Karl Rieger widmet sich der Arberger Geschichte

Für die Beleuchtung der mittelalterlichen Geschichte von Arberg liefert Karl Rieger einen Beitrag in „Alt-Gunzenhausen“, dem Jahrbuch des Vereins für Heimatkunde Gunzenhausen. Er widmet sich Johann Ulrich Freiherrn von Grafeneck,  dem Amtmann des eichstättischen Pflegamts Arberg von 1602 bis 1631.

Damals zählte das Arberger Amt an die 1600 Untertanen in Arberg selbst und den benachbarten Orten Großlellenfeld, Höhberg und  Heinersdorf, Ornbau, Ober- und Unterschönau, Georgenhaag, Gothendorf, Mörsach, Voggendorf, Mörlach, Wiesethbruck, Waffenmmühle, Obermühle, Taugenroth, Kemmathen, Gern, Weidenbach, Oberndorf, Haag und Leidendorf, ja etliche Höfe in Hambach, Hirschlach, Neuses, Oberlellenfeld, Oberschwaningen, Röttenbach, Oberasbach, Schweina, Steinabühl, Streudorf und Dittenheim gehörten dazu. Die Pfleger kamen u.a. aus vornehmen Familien des fränkischen Adels. Einer von ihnen war Raban Truchseß von Wilburgstetten, der später Fürstbischof von Eichstätt wurde.
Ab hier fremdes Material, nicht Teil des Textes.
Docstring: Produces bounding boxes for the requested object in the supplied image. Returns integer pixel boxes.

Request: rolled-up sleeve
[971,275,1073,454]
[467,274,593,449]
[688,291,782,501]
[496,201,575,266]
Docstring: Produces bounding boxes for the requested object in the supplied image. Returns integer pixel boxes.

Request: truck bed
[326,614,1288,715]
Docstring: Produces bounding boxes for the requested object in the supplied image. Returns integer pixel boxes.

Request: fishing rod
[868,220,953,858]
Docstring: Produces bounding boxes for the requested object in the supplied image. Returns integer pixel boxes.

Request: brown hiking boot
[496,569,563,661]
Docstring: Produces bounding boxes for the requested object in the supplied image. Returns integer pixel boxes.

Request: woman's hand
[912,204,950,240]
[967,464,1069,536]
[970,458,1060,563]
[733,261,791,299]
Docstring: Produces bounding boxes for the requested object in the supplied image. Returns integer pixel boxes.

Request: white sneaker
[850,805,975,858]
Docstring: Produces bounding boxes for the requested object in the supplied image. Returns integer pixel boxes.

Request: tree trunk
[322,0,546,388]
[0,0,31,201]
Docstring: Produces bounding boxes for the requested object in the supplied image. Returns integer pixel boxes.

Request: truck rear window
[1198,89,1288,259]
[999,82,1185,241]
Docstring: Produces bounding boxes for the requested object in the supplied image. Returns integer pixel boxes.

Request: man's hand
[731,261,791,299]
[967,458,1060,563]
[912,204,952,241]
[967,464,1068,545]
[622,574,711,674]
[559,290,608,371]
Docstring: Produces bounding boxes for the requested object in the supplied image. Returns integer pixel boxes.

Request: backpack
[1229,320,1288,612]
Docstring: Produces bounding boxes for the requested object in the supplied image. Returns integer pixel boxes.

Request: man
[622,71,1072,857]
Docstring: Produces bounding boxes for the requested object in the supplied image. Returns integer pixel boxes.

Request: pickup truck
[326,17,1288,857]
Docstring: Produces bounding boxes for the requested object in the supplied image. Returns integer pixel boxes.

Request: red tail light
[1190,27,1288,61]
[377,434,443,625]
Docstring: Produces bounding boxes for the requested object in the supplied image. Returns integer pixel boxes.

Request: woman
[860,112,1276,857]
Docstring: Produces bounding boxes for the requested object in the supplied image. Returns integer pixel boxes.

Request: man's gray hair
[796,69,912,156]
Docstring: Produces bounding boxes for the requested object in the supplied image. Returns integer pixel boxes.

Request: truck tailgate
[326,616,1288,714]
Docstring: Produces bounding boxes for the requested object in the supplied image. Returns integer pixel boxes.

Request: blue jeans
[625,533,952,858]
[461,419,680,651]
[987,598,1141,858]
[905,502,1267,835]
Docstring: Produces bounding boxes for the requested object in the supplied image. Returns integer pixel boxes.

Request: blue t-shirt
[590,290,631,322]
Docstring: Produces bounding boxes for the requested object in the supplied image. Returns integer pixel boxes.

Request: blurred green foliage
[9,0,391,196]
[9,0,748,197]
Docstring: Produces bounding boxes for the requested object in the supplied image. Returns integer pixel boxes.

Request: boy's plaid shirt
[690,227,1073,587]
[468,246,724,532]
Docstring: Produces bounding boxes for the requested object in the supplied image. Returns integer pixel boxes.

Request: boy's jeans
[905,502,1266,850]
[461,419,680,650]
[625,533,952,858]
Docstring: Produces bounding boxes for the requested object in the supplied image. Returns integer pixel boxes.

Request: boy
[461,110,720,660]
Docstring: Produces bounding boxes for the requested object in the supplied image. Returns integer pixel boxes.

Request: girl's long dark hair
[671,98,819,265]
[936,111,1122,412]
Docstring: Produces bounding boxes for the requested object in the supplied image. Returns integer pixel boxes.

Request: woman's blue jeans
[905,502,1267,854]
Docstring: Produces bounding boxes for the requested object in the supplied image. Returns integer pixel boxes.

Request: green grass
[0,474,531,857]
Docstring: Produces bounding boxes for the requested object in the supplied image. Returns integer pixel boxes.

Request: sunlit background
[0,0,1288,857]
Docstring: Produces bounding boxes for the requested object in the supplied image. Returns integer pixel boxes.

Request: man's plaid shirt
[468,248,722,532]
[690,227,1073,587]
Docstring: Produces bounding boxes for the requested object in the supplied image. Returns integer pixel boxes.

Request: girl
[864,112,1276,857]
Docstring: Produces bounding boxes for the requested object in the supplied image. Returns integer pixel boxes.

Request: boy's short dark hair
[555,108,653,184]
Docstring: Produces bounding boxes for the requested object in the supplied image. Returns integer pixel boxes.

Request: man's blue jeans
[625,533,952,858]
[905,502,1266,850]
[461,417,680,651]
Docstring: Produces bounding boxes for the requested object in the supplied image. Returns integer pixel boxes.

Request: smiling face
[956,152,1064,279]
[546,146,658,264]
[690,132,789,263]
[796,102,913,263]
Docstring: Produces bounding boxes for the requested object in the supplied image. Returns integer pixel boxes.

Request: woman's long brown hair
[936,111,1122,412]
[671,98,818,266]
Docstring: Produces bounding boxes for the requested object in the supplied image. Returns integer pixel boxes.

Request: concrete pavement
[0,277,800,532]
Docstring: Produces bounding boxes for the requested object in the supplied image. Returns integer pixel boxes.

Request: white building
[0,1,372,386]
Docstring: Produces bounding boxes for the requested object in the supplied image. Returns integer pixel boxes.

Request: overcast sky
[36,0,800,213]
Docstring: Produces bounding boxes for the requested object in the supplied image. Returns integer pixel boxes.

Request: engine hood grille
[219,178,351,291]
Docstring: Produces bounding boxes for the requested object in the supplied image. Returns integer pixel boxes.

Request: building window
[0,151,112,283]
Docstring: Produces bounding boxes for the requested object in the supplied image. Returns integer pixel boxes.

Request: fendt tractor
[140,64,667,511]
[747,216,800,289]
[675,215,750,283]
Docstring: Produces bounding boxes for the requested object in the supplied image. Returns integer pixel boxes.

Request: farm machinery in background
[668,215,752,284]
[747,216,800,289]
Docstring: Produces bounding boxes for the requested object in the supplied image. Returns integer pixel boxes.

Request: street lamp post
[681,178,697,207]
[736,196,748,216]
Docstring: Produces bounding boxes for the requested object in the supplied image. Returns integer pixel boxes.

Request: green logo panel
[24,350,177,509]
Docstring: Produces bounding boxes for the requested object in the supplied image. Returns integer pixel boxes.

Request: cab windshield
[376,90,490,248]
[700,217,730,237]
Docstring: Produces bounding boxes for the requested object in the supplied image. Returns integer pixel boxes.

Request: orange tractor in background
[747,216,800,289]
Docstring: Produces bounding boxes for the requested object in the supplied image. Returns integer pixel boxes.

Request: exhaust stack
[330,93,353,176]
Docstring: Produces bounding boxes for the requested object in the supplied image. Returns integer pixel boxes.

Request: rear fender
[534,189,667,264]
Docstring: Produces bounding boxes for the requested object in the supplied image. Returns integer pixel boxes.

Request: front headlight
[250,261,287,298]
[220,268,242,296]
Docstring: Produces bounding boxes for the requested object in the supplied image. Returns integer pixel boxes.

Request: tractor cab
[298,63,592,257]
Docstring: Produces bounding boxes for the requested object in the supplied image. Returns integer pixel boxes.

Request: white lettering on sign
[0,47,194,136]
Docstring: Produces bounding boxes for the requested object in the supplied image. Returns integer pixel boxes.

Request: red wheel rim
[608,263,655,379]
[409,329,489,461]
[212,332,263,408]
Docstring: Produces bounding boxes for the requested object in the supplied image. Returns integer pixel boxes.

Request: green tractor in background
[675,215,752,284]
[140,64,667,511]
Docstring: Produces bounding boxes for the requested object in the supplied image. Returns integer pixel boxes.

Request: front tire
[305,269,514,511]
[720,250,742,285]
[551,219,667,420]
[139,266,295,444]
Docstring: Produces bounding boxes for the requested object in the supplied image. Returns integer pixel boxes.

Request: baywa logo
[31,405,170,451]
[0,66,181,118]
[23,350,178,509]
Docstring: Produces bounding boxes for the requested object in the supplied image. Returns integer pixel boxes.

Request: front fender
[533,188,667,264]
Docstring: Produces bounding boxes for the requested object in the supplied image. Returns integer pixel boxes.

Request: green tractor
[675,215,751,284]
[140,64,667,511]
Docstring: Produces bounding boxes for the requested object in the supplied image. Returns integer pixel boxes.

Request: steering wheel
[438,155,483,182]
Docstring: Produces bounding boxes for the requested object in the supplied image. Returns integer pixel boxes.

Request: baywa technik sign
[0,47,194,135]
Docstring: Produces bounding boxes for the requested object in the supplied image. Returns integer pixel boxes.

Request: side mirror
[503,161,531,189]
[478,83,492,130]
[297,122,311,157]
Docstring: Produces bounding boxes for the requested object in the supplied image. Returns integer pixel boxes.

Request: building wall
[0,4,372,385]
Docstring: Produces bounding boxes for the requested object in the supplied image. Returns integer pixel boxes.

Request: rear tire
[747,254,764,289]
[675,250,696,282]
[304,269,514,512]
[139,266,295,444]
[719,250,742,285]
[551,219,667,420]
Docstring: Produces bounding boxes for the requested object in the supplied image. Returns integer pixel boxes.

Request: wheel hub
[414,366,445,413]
Freiherr von Grafeneck stammte aus Schwabach. Von ihm weiß der Heimatkundler Karl Rieger, dass er 1570 geboren wurde und sich 1600 mit Maria von Closen, einer Jungfrau aus dem einflussreichen bayerischen Adelsgeschlecht,  vermählte.  In der Arberger Blasiuskirche sind noch heute zwei Epitaphien von zwei verstorbenen Kindern der Grafenecks zu sehen. In den Archivalien hat Rieger etliche Fälle von Rechtsstreit unter der Beteiligung Grafenecks gefunden. Es war die Zeit der Hexenverfolgungen. Zu den hingerichteten Frauen  zählten Appolonia Hartlieb, Anna Dennert, Appononia Veit und Anna Golder.  In den Arberger Pfarrmatrikeln finden sich auch die Namen von Stephan Beckler aus Mörlach, Martin Freieisen aus Röttenbach und Adam Billmeier aus Arberg, den ersten Kriegstoten des „Dreißigjährigen“. Die Soldaten des Schwedenkönigs Gustav Adolf bemächtigten sich des Arberger Landes und der eichstättische Amtmann musste fliehen. Das Amt ging an die Ansbacher Markgrafen.

Rieger wertet in seinem Beitrag auch Gerichtsakten (1603 bis 1616) aus, die für heutige Leser sehr amüsant erscheinen. Hanns Fürsetzel musste beispielsweise einen Gulden und vier Schilling Strafe zahlen, weil er den Torwärter Gerster „einen Lumpen gehaissen“ und auch sonst noch „gotteslästerliche Reden“ hielt. Der Arberger Schneider Martin Doschinger hatte sein Weib geschwängert bevor er es in die Kirche führte.  Insgesamt sind sage und schreibe an die 1600 Einzelurteile aus der Amtszeit Grafenecks dokumentiert.

Das Jahrbuch „Alt-Gunzenhausen“ des Vereins für Heimatkunde ist für 15 Euro im örtlichen Buchhandel erhältlich.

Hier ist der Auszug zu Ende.